Le maquillage a également fait l’objet d’un soin tout particulier avec des blessures ultra-détaillées, ce qui est très important dans un film de survie où chaque blessure est une étape importante du film, et une façon d’user et de vieillir les visages, Domhnall Gleeson est parfaitement méconnaissable par rapport à son rôle la même année dans Star Wars 7. Par contre, je reprocherai tout de même des fois que le sang soit un peu trop présent à l’image avec de longs plans sur des visages ensanglantées dévorant de la chair, un animal éventré servant d’abri de fortune… c’est un peu malaisant à certains instants, ce n’est pas si souvent que ça non plus mais ça m’a assez gêné pour le souligner.
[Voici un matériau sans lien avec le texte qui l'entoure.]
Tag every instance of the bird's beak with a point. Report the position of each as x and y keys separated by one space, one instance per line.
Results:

Le travail sonore nous immerge dans cette nature où les bruits d’ambiance peuvent fuser de toutes les directions, de puissantes rafales de vent balayer les lieux, des cours d’eau ruisseler autour de notre point de vue… Et l’OST composée par Ryūichi Sakamoto, Alva Noto et Bryce Dessner fait assez bien le travail pour soutenir l’ambiance contemplative ou anxiogène que le film veut véhiculer. Il faut dire qu’avec son budget très confortable, dépassant aisément les 100 millions de dollars, les moyens étaient là, mais le manque d’expérience du cinéaste dans des productions si onéreuses, habitués plutôt à une moyenne de 20 à 30 millions tout au plus, pouvait laisser craindre un manque de maîtrise à ce niveau-là.
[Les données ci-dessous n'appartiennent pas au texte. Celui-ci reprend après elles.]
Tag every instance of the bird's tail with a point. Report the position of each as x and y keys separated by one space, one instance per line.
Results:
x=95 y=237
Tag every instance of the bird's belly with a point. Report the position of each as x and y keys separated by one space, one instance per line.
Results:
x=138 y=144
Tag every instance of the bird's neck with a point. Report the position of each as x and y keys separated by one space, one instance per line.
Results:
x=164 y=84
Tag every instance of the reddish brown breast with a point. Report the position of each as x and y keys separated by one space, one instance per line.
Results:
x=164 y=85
Par contre, autant la bataille d’introduction est absolument splendide de mise en scène avec ses longs plans séquences superbement chorégraphiés entre des cavaliers amérindiens lancés au grand galop, ses perspectives de soldat ne voyant pas l’ensemble de la bataille mais luttant simplement pour leur survie… autant elle génère une attente de grand spectacle pour le reste du film qui s’éloignera pourtant nettement de ce registre. C’est un film de survie suivant la perspective d’un homme essentiellement avec une mise en scène nous plaçant souvent à son niveau avec une caméra proche de lui, par moment même subjective, comme pour la bataille mais sur bien peu de scènes façon grand spectacle. Et si ce film ne verse pas dans le grand spectacle, est-ce au profit de son scénario et de sa narration ?



SCENARIO / NARRATION : ★★★★★★☆☆☆☆



Comme il ne s’agit que d’une adaptation partielle du livre inspiré d’une histoire vraie, je vais traiter ce scénario comme s’il était original tant les libertés prises sont grandes d’après mes recherches. Le film de trappeur étant un sous-genre du western, l’univers dépeint est déjà assez singulier au cinéma et il a bénéficié d’un bon traitement de la part du réalisateur également scénariste. Les affrontements entre amérindiens et trappeurs sont l’occasion de montrer la souffrance subie par les 2 camps tout deux humanisés dès leurs premiers morts, dans le sang et les larmes.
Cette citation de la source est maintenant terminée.